Aujourd’hui, il avait pris le nom de d’Azur ; sa fille, celui de Luella… « Richard d’Azur, ancien professeur de minéralogie, à l’Université de Chicago » comme c’était gravé sur ses cartes de visites… Le hasard les avait conduits à W…, sa fille et lui…, loin, très loin de la Route Noire de sinistre mémoire… Mais Jacobin, l’ex-compagnon de jeux de Luella… ou plutôt d’Alba, celui qu’elle craignait par-dessus tous au monde, à cause des sentiments qu’il ressentait pour elle et qu’il avait essayé, en plus d’une occasion, de lui exprimer ; Jacobin donc, engagé dans un cirque, les avait rejoints… Il est vrai qu’il était loin de se douter, ce garçon, que celle qu’il aimait… ou, du moins, qu’il avait tant aimée, était dans la même ville que lui, en ce moment…
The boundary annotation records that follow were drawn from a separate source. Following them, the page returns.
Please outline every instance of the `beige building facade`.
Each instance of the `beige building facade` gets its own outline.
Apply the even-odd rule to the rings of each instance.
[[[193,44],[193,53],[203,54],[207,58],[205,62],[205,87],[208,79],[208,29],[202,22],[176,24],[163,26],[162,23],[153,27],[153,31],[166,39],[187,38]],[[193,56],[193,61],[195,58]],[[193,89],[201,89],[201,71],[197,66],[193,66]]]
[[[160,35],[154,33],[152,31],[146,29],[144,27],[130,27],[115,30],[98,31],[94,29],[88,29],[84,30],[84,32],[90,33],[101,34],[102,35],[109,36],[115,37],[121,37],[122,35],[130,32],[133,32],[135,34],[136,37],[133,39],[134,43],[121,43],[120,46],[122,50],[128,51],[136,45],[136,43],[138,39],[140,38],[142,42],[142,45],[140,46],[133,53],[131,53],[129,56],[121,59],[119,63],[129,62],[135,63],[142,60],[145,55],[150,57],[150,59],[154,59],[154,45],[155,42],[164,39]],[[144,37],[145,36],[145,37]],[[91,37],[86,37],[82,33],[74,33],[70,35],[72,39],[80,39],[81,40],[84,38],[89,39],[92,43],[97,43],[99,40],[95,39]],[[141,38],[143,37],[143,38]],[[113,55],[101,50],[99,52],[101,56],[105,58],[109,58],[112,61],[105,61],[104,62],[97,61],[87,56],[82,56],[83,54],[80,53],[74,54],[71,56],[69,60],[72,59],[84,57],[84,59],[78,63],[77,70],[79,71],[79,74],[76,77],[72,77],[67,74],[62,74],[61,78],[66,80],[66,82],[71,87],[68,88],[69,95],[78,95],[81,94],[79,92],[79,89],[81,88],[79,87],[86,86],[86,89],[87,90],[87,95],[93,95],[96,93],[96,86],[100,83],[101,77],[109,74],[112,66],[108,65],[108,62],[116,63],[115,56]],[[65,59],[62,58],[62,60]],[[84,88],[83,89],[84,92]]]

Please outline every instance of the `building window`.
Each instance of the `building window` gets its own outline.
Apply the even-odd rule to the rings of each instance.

— Pourquoi nous inquiéter ainsi ? se dit soudain Richard d’Azur. Jacobin aura quitté W… demain matin. Nous n’avons qu’à nous confiner à la maison jusqu’à son départ et tout ira bien.

Mais ce jour si mal commencé, était destiné à mal finir.

Malgré qu’elle eût pleuré une partie de l’après-midi et qu’elle fut bien mal disposée, Luella insista pour se rendre à la salle à manger à l’heure du souper. Salomé essaya de raisonner un peu sa jeune maitresse… ce fut en vain.

— Vous avez l’air si lasse, Mlle Luella ! dit la servante. Vous allez retomber malade, si vous vous donnez d’inutiles fatigues ainsi.

— Je vais descendre, répondit la jeune fille avec entêtement. Je désire prendre place à table, avec mon fiancé et mon père.

— Si vous vouliez consentir à ce que je vous apporte votre repas dans votre chambre, chère Mlle Luella ! insista la négresse.

— Je vais souper avec mon fiancé. Salomé, je viens de le dire, je crois ! Et, tiens, va-t-en ! Tu m’impatientes, à la fin !

— Ne me permettrez-vous pas de vous habiller et de vous coiffer ?

— Non ! Sors d’ici, entends-tu !

Luella eut connaissance du retour d’Yvon ; elle l’entendit monter l’escalier conduisant à sa chambre, puis descendre à la salle à manger. Elle se disposa à aller l’y rejoindre.